Stephen Hepburn, MP for Jarrow, and the Transport and General Workers Union (T&G) and the Union of Construction, Allied Trades and Technicians are pushing the government to support the Bill which would force company directors to take “reasonable steps” to ensure their businesses complied with health and safety legislation.

It would also make it easier for the courts to hold them personally responsible for accidents and deaths caused as a result of inadequate health and safety measures and to jail them.

The unions released statistics which show that more than 620 people were killed and 60,177 injured in the workplace during the past two years.

In the same period 23 directors were convicted of health and safety offences under current laws, although none were jailed.

Tony Woodley, general secretary of the T&G, said the issues of corporate manslaughter and directors’ responsibility had been on the backburner for a long time.

“In 1996 Labour promised workers it would act to close the loophole which allows negligent bosses to evade responsibility for safety. Workers have waited eight years for action. They should not have any longer,” he said.

However, the CBI warned that while rogue traders should be punished, many responsible employers were subject to unforeseen circumstances and should be protected from prosecution.

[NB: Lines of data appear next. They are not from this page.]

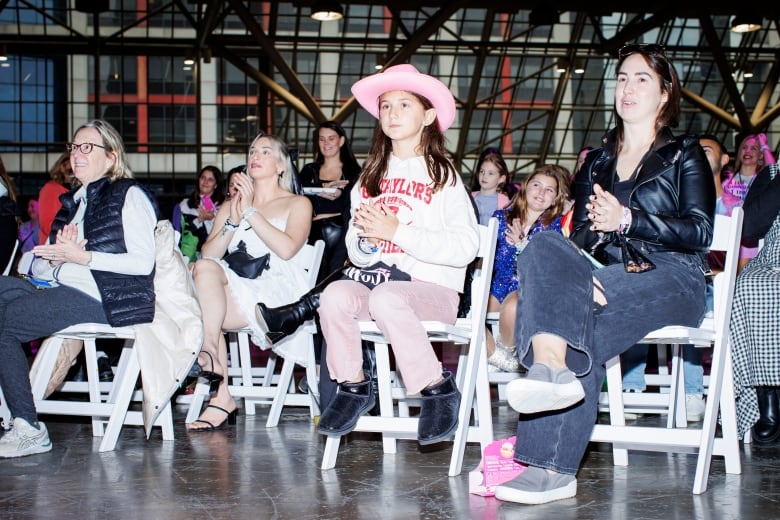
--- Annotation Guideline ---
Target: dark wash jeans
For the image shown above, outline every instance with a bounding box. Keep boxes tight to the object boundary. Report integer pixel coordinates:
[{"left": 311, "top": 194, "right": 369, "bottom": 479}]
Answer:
[
  {"left": 0, "top": 276, "right": 108, "bottom": 422},
  {"left": 515, "top": 231, "right": 705, "bottom": 474}
]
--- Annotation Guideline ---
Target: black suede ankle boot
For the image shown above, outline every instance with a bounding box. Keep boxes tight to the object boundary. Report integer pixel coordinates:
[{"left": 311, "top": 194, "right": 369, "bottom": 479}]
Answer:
[
  {"left": 318, "top": 379, "right": 375, "bottom": 435},
  {"left": 255, "top": 291, "right": 320, "bottom": 343},
  {"left": 417, "top": 372, "right": 460, "bottom": 444},
  {"left": 752, "top": 386, "right": 780, "bottom": 446}
]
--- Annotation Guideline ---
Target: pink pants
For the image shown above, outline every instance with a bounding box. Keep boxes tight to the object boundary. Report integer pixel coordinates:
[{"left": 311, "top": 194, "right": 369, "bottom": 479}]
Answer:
[{"left": 318, "top": 280, "right": 458, "bottom": 394}]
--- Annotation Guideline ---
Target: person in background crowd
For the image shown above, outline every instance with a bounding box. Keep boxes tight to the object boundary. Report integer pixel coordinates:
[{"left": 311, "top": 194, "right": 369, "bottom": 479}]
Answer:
[
  {"left": 0, "top": 158, "right": 19, "bottom": 272},
  {"left": 721, "top": 133, "right": 775, "bottom": 271},
  {"left": 38, "top": 152, "right": 73, "bottom": 244},
  {"left": 730, "top": 164, "right": 780, "bottom": 446},
  {"left": 19, "top": 199, "right": 40, "bottom": 253},
  {"left": 485, "top": 164, "right": 569, "bottom": 372},
  {"left": 172, "top": 166, "right": 225, "bottom": 263},
  {"left": 300, "top": 121, "right": 360, "bottom": 280},
  {"left": 471, "top": 148, "right": 509, "bottom": 226}
]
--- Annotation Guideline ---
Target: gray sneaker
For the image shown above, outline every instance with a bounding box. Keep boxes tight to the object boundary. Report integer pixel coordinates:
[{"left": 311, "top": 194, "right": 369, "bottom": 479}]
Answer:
[
  {"left": 496, "top": 466, "right": 577, "bottom": 504},
  {"left": 0, "top": 417, "right": 51, "bottom": 458},
  {"left": 506, "top": 363, "right": 585, "bottom": 413}
]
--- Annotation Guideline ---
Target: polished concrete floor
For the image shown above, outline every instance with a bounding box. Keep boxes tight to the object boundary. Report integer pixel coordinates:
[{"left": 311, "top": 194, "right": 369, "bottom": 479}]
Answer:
[{"left": 0, "top": 390, "right": 780, "bottom": 520}]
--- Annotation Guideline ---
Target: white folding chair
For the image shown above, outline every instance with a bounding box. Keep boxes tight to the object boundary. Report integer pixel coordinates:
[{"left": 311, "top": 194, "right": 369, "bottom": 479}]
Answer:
[
  {"left": 321, "top": 219, "right": 498, "bottom": 476},
  {"left": 31, "top": 323, "right": 174, "bottom": 452},
  {"left": 3, "top": 238, "right": 19, "bottom": 276},
  {"left": 186, "top": 240, "right": 325, "bottom": 428},
  {"left": 591, "top": 208, "right": 743, "bottom": 494}
]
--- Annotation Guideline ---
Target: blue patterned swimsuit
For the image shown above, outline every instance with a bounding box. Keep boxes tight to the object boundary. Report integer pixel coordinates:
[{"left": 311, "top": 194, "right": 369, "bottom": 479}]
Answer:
[{"left": 490, "top": 210, "right": 562, "bottom": 303}]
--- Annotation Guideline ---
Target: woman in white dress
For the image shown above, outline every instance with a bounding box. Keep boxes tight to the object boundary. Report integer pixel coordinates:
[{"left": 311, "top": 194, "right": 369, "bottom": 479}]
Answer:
[{"left": 188, "top": 134, "right": 312, "bottom": 431}]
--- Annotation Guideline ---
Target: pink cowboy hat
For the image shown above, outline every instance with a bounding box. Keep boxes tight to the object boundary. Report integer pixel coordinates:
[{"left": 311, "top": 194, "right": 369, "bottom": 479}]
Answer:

The TUC also claims that hundreds of workers are sacked every year because they refuse to work in unsafe conditions. It accuses many firms of flouting protection for staff contained in the Employment Rights Act because it is cheaper to pay the fines for unfair dismissal.

All workers have the right to refuse to carry out dangerous work, but TUC research has found that 1,500 staff were dismissed for raising safety concerns since 1999.